I have a function which checks if a pattern is inside the provided string. The pattern is predefined and have a lot of them are available
eg:
const char* a1 = "apple";
const char* a2 = "Orange";
const char* a3 = "mango";
const char* a4 = "grapes";
...
...
...
const char* an = "Banana";
PS : a1,a2,a3 all are member variables of class FRUIT . And The value assigning is done in constructor. I have the function :
void FindPattern(sample_String, predefined_string)
{
if(strstr(sample_string,predefined_string))
{
do sth...
}
else
do another thing
}
so my doubt is it a better approach to create an enum which denotes the predefstrings(a1 to an) and pass them to the function and in a switch case or something assign the “apple” “orange” values locally. Will this approach use less memory than initializing in constructor?
I’m not quite sure I understand which memory you want to optimize away, here.
Assuming it is the actual members, and their type really is
const char*, these strings are simply pointers to compile-time constants. These constants will (most likely) be placed inside some constant memory area outside of the stack or heap and only “initialized” by the loading of the program into memory, before any execution begins.

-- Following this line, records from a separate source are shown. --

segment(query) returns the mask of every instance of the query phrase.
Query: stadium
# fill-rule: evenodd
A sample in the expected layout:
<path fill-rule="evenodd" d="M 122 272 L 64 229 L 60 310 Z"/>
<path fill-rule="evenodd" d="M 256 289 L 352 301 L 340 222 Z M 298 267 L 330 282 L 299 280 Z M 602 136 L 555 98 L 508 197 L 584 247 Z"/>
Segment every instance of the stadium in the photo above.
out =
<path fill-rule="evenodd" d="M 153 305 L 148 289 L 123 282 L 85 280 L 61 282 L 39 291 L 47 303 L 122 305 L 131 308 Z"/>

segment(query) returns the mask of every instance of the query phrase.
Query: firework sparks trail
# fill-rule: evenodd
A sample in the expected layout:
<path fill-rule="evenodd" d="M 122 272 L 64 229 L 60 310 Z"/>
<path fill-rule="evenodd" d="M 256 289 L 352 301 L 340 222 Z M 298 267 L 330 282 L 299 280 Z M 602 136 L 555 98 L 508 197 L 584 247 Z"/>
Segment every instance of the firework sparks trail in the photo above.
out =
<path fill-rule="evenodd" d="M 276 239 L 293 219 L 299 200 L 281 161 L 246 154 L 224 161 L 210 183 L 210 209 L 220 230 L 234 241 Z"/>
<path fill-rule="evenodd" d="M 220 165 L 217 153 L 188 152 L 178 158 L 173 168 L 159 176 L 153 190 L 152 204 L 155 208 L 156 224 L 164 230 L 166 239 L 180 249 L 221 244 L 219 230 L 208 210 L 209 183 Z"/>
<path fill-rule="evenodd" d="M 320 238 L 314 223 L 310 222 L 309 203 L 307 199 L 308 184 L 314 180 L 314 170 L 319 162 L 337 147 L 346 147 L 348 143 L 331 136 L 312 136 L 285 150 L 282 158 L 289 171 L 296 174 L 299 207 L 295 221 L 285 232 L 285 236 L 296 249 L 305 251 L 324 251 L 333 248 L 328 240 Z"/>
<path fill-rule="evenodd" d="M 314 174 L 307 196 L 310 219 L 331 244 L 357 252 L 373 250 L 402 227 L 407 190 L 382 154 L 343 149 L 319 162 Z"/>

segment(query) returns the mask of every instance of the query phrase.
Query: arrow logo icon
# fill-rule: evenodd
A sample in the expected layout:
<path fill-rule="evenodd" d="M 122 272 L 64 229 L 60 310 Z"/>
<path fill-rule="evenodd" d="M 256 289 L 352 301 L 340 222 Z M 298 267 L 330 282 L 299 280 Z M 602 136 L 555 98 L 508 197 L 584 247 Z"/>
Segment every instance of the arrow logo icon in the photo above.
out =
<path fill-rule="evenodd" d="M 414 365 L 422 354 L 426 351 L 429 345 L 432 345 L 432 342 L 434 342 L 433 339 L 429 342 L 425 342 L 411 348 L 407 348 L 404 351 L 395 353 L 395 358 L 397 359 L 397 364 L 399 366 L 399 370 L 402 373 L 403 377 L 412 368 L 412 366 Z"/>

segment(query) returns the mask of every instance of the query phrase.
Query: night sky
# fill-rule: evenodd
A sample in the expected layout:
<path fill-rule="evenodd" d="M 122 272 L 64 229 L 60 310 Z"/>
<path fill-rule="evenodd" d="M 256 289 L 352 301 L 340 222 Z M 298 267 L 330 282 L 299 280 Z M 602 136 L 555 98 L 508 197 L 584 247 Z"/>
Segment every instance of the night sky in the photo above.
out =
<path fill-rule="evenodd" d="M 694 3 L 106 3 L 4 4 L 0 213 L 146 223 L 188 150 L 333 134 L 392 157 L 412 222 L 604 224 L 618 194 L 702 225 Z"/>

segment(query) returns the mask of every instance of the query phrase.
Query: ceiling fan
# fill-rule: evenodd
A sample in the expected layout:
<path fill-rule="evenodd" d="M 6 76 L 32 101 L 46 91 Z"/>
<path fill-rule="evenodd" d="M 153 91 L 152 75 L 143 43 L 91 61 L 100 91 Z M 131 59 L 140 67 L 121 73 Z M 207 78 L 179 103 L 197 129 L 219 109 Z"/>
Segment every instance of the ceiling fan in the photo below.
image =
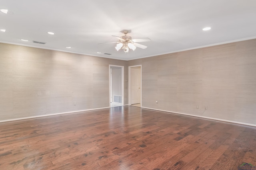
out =
<path fill-rule="evenodd" d="M 124 35 L 121 37 L 118 37 L 115 35 L 112 35 L 117 38 L 119 41 L 118 42 L 112 42 L 111 43 L 101 43 L 98 44 L 109 44 L 110 43 L 117 43 L 116 46 L 116 49 L 118 51 L 121 48 L 124 50 L 124 51 L 127 53 L 129 51 L 129 49 L 132 49 L 134 51 L 136 49 L 136 47 L 140 48 L 141 49 L 145 49 L 147 47 L 146 45 L 136 43 L 138 42 L 146 42 L 150 41 L 151 41 L 148 38 L 139 38 L 138 39 L 132 39 L 131 37 L 127 35 L 129 32 L 129 31 L 123 30 L 122 31 Z"/>

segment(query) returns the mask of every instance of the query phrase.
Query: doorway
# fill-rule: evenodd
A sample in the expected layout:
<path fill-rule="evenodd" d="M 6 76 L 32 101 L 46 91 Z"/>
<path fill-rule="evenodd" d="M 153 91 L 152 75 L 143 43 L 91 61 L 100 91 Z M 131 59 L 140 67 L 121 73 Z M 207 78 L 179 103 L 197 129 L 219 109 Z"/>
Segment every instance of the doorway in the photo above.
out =
<path fill-rule="evenodd" d="M 129 67 L 129 105 L 141 107 L 142 65 Z"/>
<path fill-rule="evenodd" d="M 124 106 L 124 66 L 109 65 L 110 107 Z"/>

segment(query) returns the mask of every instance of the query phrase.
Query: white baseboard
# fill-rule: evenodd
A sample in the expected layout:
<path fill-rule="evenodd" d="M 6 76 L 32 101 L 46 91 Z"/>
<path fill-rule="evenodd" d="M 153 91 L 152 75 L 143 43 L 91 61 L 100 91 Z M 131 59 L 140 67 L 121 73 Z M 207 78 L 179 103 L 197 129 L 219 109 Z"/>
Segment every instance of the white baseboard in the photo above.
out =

Hence, there isn’t really any memory usage for you to optimize, since the strings need to be stored somewhere in the resulting binaries of your program.So, the only memory you’re actually using for an instance of this class is a single pointer per string. If these pointers will be the same for each instance, you could make them
static, which more clearly shows the intention. If they really do differ between objects, there is no optimization which can be done. In either case, this is such a small amount of memory that it shouldn’t have any impact and you’re most likely looking at a premature optimization.